Kocham się bardzo i to w pięknej dziewczynce, imieniem Lodzia, ogólnie nazywanej “mała lala”. Lecz nie myśl Redaktorze, że jest taka mała. Jest wzrostu średniego, szczupła, włosy blond, a buzię ma taką, jak laleczka, tylko z tą różnicą, że nie malowaną. Jest to dziewczę, liczące z górą 18 lat.

Będąc w Jeziornie, zobaczyłem ją i chciałem poznać. Daremny trud. Szedłem aż do samego domu jej. Zapytałem gospodarza, co to za jedna. Objaśnił, że jest to nietutejsza panienka.

Dopiero w tym roku przyjechała z Wyszkowa i zamieszkała z rodzicami. Na drugi dzień znów ją spotkałem. Szła sama. Podążyłem za nią i tak chodziłem za nią cały tydzień, jak cień. Widywałem ją zwykle samą. Ulicznej znajomości z nią zawierać nie chciałem. Widziałem, że nie jestem jej obojętny, nie miałem wszakże żadnej okazji, aby ją poznać.

Aż tu nagle spotykam ją w towarzystwie, mężczyzny i to w dodatku mojego kolegi! Na drugi dzień prosiłem go, żeby mnie z nią zapoznał, lecz on o tym nawet słuchać nie chciał. Redaktorze, wiem, że on się z nią nie ożeni, bo jest materialistą. Więc proszą o wydrukowanie tego listu, bo wiem, że mój aniołek go przeczyta, wszak też jest czytelniczką tego kochanego pisma i może zerwie z moim kolegą. A o ile nie zerwie, czy rywalizować? Czy też czekać Boskiego zmiłowania?

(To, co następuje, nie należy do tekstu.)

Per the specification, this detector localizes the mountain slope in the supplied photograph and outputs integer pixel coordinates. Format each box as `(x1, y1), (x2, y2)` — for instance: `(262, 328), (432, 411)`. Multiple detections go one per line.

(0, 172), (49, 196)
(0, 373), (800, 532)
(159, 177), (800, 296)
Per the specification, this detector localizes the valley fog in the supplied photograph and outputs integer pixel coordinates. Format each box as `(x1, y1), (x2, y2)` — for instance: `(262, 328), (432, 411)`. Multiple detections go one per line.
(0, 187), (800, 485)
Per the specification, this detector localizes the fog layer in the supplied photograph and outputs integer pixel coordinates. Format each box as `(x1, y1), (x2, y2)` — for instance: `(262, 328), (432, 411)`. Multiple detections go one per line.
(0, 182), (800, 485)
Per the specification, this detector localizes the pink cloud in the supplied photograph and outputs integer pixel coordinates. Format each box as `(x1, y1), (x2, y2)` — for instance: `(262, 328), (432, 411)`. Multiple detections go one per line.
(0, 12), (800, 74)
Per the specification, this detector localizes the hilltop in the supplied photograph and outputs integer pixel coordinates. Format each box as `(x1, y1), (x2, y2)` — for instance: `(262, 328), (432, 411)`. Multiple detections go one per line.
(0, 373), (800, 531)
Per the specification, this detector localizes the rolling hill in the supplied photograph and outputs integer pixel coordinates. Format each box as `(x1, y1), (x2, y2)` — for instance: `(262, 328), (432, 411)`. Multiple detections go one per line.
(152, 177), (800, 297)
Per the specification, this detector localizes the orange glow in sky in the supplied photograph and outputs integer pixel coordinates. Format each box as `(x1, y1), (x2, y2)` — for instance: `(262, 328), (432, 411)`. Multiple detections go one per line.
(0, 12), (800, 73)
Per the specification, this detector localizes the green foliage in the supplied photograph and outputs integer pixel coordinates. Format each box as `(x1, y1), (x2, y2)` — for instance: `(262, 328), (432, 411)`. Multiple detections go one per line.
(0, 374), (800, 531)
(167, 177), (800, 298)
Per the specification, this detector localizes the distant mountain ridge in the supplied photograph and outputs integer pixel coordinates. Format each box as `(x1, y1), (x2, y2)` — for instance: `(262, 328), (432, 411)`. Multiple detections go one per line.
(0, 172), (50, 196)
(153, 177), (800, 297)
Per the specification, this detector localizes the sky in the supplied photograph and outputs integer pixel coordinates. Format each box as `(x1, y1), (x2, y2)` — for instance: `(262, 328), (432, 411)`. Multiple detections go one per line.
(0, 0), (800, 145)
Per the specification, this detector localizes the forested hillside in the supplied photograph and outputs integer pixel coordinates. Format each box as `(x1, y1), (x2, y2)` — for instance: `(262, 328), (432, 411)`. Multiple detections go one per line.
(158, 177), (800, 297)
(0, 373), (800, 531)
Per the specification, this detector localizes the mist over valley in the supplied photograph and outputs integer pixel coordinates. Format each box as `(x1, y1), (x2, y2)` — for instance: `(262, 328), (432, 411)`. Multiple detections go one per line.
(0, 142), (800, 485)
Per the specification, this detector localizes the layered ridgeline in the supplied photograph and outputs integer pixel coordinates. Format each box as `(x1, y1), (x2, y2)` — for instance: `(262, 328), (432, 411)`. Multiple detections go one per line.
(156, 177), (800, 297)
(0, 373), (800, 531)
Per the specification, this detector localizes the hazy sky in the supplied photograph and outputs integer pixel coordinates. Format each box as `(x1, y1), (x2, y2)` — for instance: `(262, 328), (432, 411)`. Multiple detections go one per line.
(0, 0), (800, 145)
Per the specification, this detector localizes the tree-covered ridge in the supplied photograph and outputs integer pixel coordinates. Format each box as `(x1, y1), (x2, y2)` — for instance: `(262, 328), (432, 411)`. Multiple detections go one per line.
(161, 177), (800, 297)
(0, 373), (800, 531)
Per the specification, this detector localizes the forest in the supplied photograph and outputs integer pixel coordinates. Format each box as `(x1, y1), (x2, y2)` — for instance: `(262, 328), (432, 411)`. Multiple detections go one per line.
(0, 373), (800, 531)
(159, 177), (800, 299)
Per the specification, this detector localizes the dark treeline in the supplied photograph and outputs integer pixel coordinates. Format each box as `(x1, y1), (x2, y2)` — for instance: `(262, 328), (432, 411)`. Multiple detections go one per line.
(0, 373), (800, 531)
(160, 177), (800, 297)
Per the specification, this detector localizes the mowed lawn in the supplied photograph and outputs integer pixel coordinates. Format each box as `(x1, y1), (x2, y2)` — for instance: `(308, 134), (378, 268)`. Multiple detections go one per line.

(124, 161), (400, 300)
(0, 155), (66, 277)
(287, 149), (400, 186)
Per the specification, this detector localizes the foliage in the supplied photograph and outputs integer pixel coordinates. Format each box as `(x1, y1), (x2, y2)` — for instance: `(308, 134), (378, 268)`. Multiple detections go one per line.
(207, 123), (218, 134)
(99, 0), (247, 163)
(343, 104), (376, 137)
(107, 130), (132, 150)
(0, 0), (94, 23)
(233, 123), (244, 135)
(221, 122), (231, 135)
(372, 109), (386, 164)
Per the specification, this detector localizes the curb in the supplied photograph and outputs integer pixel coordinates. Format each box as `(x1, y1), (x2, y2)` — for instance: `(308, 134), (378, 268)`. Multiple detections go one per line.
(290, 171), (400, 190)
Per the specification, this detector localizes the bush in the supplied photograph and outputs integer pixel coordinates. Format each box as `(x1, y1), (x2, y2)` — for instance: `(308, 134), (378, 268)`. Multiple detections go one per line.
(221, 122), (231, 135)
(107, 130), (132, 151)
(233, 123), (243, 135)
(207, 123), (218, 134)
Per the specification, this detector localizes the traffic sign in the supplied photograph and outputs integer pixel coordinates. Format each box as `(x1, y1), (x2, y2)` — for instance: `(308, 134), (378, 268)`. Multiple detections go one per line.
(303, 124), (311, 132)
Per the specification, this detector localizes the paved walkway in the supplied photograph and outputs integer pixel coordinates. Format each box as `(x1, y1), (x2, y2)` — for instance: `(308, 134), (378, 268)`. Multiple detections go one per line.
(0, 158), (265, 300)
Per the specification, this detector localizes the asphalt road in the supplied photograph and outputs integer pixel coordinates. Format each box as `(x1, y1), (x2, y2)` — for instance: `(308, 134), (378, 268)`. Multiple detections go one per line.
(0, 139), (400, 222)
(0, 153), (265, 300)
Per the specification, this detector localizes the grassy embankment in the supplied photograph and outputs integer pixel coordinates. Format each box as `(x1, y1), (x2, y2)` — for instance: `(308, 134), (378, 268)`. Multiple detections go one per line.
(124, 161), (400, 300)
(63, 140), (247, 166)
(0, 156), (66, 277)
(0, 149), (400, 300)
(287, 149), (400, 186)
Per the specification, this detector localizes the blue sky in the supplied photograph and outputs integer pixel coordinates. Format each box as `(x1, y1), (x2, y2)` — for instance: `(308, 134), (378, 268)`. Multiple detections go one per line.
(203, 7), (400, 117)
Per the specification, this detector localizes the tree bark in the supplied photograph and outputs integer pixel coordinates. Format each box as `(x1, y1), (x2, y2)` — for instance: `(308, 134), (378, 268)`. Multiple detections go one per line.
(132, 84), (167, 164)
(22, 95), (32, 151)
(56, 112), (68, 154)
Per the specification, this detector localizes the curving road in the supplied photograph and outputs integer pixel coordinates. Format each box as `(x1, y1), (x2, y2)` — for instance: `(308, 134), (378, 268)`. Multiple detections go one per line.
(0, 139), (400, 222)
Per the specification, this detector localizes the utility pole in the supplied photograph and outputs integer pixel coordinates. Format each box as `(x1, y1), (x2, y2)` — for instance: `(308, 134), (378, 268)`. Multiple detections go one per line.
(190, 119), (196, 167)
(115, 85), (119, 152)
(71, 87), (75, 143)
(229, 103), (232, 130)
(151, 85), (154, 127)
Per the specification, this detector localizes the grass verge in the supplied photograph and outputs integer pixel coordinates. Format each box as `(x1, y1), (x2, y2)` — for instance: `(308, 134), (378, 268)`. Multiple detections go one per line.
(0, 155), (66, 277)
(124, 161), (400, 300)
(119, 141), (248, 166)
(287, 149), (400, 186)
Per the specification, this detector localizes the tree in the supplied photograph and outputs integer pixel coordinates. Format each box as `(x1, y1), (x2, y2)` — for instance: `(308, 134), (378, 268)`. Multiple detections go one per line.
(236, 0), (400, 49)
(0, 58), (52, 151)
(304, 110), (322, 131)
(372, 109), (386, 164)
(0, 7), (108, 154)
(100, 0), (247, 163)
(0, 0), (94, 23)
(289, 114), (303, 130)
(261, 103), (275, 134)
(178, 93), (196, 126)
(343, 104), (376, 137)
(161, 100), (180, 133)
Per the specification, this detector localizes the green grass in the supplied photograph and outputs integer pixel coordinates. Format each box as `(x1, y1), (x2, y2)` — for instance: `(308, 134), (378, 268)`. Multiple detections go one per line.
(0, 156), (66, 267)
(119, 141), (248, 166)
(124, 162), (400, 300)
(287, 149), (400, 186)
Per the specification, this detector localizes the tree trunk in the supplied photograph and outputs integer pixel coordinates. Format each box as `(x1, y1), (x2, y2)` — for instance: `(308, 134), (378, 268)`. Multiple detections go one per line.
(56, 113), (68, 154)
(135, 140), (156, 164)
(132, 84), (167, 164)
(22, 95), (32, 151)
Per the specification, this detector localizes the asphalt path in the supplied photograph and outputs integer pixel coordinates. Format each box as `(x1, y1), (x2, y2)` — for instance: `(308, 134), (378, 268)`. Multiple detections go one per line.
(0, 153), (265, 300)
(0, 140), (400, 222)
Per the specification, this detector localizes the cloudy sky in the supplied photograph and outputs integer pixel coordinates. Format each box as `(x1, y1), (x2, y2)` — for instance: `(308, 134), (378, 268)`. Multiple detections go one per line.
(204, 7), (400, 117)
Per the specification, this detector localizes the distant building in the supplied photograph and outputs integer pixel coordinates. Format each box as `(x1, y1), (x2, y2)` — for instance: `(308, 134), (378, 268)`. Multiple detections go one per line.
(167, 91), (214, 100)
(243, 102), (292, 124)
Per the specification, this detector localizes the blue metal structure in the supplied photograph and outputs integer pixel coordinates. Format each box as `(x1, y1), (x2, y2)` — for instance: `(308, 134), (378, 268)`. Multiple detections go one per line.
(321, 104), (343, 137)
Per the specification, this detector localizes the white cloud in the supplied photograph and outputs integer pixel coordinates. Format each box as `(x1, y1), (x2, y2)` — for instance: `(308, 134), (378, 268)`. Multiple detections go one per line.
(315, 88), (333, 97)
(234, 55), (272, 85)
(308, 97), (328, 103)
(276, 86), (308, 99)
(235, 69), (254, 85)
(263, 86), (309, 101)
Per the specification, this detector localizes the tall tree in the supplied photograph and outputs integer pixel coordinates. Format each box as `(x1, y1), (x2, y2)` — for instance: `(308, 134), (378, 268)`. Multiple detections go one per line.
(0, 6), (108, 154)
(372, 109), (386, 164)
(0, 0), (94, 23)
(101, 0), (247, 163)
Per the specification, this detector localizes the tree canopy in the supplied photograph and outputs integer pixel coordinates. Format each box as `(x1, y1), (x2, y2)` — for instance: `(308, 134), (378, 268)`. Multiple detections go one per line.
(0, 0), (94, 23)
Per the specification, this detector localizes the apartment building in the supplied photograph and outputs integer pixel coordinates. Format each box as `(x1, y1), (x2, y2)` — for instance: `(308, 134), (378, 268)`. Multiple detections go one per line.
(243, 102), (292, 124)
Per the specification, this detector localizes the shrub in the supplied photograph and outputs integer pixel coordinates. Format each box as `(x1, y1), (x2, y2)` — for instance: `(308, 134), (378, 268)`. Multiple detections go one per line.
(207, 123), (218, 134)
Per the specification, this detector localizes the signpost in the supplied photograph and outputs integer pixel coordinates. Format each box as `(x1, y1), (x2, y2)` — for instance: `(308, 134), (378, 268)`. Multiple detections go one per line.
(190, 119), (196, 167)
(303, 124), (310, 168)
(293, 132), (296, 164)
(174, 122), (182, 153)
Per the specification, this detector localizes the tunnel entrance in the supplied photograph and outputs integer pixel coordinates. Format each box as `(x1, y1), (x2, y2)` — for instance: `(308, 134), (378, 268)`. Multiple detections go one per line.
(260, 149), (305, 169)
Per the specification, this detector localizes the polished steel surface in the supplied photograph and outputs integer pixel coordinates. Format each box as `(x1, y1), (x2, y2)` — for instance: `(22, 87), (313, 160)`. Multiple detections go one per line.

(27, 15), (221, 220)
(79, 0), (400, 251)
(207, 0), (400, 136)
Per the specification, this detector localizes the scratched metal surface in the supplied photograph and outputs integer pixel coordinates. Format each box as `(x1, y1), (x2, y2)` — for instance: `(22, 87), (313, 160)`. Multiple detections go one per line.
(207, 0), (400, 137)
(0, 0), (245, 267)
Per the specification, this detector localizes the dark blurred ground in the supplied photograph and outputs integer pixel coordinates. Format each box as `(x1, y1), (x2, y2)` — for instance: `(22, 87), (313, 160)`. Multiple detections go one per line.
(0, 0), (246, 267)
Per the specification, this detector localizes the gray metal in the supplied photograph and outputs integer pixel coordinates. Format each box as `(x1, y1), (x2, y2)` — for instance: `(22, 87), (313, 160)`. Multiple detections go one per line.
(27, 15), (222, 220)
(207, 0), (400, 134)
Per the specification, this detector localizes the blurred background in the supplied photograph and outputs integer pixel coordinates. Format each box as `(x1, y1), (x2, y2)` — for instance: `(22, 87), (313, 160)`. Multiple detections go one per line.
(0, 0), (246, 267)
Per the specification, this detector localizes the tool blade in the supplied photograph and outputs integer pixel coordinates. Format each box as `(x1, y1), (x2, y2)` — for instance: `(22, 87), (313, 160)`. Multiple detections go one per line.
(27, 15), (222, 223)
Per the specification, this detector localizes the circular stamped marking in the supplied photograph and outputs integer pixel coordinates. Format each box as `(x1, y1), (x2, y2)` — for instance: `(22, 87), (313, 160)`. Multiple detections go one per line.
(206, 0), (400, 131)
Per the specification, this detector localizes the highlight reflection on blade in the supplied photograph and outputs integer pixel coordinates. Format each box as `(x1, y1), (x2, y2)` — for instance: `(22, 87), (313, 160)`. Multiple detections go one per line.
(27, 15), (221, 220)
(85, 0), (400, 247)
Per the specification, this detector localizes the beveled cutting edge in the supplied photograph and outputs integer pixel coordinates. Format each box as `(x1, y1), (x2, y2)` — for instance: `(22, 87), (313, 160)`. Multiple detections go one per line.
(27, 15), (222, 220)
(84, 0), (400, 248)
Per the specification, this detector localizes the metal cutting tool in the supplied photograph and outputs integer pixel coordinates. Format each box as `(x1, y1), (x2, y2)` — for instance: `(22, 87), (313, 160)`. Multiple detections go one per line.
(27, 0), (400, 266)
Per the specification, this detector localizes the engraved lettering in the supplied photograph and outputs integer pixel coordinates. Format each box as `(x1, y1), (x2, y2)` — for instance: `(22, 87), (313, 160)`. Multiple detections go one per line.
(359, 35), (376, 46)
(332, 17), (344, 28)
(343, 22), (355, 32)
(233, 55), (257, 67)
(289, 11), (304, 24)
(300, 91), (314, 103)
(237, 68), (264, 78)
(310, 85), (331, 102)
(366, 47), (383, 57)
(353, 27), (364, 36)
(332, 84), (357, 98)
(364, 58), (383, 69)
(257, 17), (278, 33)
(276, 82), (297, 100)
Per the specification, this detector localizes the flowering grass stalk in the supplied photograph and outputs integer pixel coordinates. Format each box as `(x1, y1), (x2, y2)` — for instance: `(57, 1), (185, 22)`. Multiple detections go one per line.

Redaktorze! Kocham ją sercem, nic zmysłami, jak mój kolega to czyni z wszystkimi panienkami. Lecz gdyby z Lodzią tak zaigrał, to nie cofnę się przed niczym, bo wiem, że ona sama na to nie przystanie. Muszę zaznaczyć, że i ja nie byłem inny. Teraz dopiero, w 29-tym roku życia, zakochałem się i to na śmierć i życie, aż koledzy się ze mnie śmieją, że taka duża zmiana zaszła Jestem wciąż zamyślony…

 

Odpowiedź redakcji umieszczono w dziale “W cztery oczy. Intymne rozmowy Iksa z Czytelnikami”:

Owszem, uważam, że jeżeli Pan doprawdy tak gwałtownie zakochał się w p. Lodzi, powinien Pan stanowcza rywalizować z Pańskim kolegą. Tym bardziej, że to marny tchórz, skoro nie miał odwagi przedstawić Pana p. Lodzi. Niech Pan natomiast nie czeka „Boskiego zmiłowania”, lecz postępuje energicznie. Trzeba zerwać z przesądem niezawierania ulicznych znajomości, albo jeszcze lepiej napisać do p. Lodzi list miłosny i śmiało naprzód!

 

Może ci się także spodobać...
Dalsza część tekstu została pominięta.